Not only will it take more effort to prepare for these exams (because, unfortunately, there is no other tab during an in-person exam), students will have to readjust to the stress inherent in doing so. ‘being locked in a room to take a test with nothing but a pencil, a scantron and the hope that there are no questions about those three chapters you skipped.

It’s too early to say what impact this might have, but I wouldn’t be surprised if more than a few suffer from some sort of “Quizlet hangover”. Quizlet will remain important in student life, however, as it now claims to host 60 million users per month (up 10 million from
2018 figures) and only seems to continue to grow.
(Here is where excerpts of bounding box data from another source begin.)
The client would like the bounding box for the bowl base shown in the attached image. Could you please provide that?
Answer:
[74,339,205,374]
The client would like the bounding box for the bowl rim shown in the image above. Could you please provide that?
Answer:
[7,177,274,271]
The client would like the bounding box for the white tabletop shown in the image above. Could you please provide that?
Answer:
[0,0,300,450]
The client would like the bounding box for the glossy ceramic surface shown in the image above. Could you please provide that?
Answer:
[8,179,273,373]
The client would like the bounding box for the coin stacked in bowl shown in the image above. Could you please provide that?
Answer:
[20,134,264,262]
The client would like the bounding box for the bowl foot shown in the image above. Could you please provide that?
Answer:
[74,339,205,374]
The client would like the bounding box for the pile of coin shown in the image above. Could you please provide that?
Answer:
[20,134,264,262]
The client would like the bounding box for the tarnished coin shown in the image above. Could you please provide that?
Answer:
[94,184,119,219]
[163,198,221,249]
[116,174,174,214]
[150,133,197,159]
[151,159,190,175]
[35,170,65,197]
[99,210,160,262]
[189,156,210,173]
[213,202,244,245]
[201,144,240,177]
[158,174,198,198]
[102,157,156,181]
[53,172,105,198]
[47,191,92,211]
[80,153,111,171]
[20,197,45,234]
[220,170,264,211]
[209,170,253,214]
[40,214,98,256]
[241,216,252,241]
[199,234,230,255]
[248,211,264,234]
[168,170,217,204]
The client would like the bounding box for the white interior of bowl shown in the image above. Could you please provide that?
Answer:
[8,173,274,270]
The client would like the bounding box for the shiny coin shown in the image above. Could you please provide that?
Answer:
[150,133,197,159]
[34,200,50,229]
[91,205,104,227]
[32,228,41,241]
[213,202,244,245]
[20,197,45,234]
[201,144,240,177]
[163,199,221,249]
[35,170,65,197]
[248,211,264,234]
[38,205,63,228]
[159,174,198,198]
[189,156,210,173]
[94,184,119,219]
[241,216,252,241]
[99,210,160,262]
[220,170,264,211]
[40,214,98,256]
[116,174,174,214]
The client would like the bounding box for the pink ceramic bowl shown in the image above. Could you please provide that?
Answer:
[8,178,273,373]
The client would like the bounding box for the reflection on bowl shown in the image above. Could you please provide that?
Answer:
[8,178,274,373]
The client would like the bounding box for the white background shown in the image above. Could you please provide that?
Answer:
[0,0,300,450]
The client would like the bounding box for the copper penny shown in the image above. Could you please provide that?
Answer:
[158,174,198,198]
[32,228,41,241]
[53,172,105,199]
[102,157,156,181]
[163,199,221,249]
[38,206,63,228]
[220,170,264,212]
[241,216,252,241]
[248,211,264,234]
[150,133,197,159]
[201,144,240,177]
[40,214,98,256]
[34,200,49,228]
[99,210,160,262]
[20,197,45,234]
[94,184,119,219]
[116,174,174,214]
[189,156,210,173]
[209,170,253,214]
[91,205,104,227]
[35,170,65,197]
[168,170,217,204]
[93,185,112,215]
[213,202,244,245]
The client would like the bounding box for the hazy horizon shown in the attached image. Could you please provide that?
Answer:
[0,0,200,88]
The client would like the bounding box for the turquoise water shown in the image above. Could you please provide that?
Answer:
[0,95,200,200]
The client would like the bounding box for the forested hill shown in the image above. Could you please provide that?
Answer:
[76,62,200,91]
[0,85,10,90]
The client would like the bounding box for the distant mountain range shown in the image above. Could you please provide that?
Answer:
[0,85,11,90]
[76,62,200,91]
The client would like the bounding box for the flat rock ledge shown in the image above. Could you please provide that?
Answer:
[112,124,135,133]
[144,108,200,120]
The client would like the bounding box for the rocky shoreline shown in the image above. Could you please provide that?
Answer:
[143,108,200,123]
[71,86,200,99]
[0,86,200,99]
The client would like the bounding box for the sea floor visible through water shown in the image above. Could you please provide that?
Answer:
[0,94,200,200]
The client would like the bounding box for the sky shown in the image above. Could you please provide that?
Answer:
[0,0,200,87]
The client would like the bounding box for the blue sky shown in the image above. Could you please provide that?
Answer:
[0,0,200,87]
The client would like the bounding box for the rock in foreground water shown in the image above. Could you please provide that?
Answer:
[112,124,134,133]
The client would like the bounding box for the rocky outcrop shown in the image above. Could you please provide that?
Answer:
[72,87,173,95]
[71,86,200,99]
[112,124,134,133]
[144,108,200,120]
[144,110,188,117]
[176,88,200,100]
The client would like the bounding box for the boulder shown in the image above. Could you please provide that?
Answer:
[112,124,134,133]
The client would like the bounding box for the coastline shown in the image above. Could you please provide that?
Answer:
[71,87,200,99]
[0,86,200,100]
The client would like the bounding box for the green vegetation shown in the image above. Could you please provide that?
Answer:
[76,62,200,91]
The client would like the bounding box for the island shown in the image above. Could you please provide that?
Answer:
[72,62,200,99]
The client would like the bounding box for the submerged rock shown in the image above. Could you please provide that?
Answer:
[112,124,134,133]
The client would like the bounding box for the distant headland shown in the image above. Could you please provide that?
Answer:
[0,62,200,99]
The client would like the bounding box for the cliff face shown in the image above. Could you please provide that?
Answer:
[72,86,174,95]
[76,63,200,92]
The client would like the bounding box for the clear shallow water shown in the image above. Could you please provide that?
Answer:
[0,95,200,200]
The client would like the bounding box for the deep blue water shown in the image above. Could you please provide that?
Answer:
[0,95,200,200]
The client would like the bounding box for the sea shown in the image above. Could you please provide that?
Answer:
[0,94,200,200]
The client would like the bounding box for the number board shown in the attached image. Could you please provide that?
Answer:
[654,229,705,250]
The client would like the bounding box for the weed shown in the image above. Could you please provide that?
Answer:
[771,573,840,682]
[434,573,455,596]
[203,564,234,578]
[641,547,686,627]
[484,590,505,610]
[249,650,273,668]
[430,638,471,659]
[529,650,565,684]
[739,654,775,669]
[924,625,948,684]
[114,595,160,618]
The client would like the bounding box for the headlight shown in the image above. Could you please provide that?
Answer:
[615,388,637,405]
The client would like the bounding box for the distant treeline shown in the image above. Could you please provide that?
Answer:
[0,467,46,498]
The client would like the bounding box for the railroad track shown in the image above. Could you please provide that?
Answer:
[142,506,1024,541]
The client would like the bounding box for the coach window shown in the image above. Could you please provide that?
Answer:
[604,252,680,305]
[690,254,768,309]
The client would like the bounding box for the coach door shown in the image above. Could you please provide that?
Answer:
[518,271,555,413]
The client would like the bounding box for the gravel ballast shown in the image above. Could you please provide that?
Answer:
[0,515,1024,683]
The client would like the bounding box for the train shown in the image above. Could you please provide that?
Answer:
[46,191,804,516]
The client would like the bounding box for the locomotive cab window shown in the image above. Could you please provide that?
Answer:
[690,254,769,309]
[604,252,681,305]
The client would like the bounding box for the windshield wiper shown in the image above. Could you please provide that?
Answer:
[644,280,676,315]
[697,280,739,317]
Just as spirits will likely be painful having to hold onto information again, the legs will feel the same once they are forced to remember the agony of four flights of stairs in Sage Hall at 8 a.m. morning.

While, yes, there is an elevator, the fact remains that even getting out of bed for conferences will be a change of pace for some.

Online courses offered the opportunity to reach previously unthinkable levels of comfort while listening to lectures; allowing you to wear (or not wear) whatever you want, control the room temperature and sit in a comfortable position for once, so coming back to sitting in rigid chairs for hours on end is a very unfortunate change .

I know this transition will be difficult, so I encourage you to do all you can to make morning classes as enjoyable as possible (which isn’t much, let’s face it), but please, For legal and ethical reasons, remember that pants must be worn again during classes.

Finally, there are a few small features of e-learning, especially when it comes to lecturing, which I know I will personally miss.

First of all, I would like to keep a brief moment of silence for the excuse “my microphone does not work today”, which really left us too soon. Gone but not forgotten.

The sheer number of ways to avoid social interactions in an online environment was sheer bliss, and not being able to avoid these situations by just stepping away from the laptop and pretending nothing was happening will be difficult.

Unfortunately, there is no longer any way to answer a question when prompted, so remember to be careful again, which, to be fair, will probably be easier given that you can’t the more you get by scrolling through social networks. media for the whole class.

We will especially miss this when you have to do group work in class, which will be much more exhausting, given that there is no option to just type in the chat instead of having to talk to another human like in Collaborate Ultra newsgroups. At least we can all find some comfort in the fact that these miserable discussion groups are now in their rightful place in the depths of hell.

Seriously, it feels good to be back in a learning environment that is not only more conducive to its purpose, but also a lot more enjoyable, and I hope others share the same feeling, especially now that they know what college is like without it.